Nobody disturbed him. At six o'clock he walked out into the morning light, and caught a train home.

15

(Remit not paucity)

APRIL 2051

Durham's north Sydney flat was small, and very sparsely furnished; not at all what Maria had expected. The combined living room and kitchen was all she'd seen, but it was clear from the outside that there wasn't space for much more. Durham was on the sixteenth floor, but the building was hemmed in on all sides by ugly late-twenties office towers, blue and pink ersatz-marble monstrosities; no expensive harbor views here. For someone who was ripping off gullible millionaires -- or even someone who merely sold them insurance -- Durham didn't seem to have much to show for it. Maria thought it unlikely that the place had been set up entirely for her benefit, to fit the story he'd told her: to demonstrate the frugal lifestyle which supposedly enabled him to pay her out of his own pocket. He'd invited her out of the blue; she would never have had a reason to insist on seeing where he lived.
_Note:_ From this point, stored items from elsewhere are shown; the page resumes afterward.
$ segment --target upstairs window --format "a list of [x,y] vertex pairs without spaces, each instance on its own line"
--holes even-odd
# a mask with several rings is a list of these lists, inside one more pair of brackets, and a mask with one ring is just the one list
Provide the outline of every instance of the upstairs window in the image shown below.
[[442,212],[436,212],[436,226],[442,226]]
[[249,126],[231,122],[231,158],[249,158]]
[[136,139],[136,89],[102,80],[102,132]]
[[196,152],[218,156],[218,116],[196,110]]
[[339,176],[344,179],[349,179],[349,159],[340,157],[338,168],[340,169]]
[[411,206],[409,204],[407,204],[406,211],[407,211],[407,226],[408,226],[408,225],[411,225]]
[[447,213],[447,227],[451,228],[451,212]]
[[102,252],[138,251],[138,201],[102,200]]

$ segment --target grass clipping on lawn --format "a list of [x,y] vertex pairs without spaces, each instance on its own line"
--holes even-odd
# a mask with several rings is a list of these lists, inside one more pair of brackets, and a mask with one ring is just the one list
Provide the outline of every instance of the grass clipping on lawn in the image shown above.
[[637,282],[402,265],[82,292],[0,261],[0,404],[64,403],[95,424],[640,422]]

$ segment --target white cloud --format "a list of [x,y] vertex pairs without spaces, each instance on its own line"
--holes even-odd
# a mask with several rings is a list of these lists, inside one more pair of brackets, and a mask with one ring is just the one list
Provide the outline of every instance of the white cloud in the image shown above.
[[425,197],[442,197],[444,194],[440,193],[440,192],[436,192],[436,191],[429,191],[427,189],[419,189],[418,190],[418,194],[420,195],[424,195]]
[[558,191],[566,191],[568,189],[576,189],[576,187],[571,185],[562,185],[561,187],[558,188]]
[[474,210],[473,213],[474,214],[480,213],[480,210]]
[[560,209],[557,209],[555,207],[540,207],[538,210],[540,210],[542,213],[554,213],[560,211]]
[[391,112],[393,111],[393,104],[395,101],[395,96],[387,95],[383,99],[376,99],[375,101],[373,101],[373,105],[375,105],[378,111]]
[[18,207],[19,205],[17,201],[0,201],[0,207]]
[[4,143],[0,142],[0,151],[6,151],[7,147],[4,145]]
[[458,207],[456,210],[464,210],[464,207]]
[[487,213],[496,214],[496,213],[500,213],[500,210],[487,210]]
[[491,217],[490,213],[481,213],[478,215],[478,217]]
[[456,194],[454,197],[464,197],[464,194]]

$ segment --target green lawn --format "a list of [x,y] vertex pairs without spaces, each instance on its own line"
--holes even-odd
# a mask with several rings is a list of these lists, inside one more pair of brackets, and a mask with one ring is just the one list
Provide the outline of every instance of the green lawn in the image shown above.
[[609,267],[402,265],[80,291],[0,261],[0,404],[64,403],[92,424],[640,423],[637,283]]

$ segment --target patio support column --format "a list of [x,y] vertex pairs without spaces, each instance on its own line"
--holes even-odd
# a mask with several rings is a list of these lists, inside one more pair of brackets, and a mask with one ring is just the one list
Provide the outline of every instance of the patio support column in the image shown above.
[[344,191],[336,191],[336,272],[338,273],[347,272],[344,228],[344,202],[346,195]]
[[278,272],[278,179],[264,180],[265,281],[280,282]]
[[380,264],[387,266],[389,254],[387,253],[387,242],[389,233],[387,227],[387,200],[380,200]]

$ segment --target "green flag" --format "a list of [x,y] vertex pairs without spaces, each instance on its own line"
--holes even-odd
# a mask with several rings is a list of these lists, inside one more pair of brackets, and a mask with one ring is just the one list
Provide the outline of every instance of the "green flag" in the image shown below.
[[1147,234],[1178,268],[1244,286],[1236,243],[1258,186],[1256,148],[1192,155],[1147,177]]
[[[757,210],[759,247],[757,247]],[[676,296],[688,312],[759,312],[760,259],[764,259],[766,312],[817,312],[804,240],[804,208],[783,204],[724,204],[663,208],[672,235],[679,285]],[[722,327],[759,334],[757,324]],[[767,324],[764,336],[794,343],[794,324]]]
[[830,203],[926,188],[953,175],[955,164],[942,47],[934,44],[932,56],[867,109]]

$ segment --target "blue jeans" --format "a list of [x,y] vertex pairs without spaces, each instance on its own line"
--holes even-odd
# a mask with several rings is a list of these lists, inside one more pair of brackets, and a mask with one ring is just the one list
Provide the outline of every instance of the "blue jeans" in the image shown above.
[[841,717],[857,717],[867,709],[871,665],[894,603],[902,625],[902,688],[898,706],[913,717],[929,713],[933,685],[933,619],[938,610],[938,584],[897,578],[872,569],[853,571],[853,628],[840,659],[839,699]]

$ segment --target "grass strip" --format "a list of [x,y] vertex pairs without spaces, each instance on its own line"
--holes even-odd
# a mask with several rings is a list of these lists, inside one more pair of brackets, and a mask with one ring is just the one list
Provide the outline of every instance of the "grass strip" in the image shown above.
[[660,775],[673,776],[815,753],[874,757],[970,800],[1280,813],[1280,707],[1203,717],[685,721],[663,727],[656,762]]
She put her notepad down on the scratched dining table, and turned it so that Durham could read the graphs. "These are the latest results for the two most promising species. A. lithophila has the higher mutation rate, per generation, but it reproduces much more slowly, and it's more vulnerable to climate change. A. hydrophila is more prolific, with a stabler genome. It's not intrinsically hardier; it's just better protected by the ocean."

Durham said, "What's your gut feeling?"

"What's yours?"

"A. litho evolves into a few promising species -- which all get wiped out by one major crisis. A. hydro slowly builds up a huge stock of survival-neutral mutations, some of which turn out to be useful on land. The first few hundred thousand species which blow out of the sea don't make it -- but it doesn't matter, there are always more. Or am I just being swayed too much by terrestrial preconceptions?"

"The people you're trying to convince will almost certainly think the same way."

Durham laughed. "It wouldn't hurt to be right, as well as persuasive. If they're not mutually exclusive ambitions."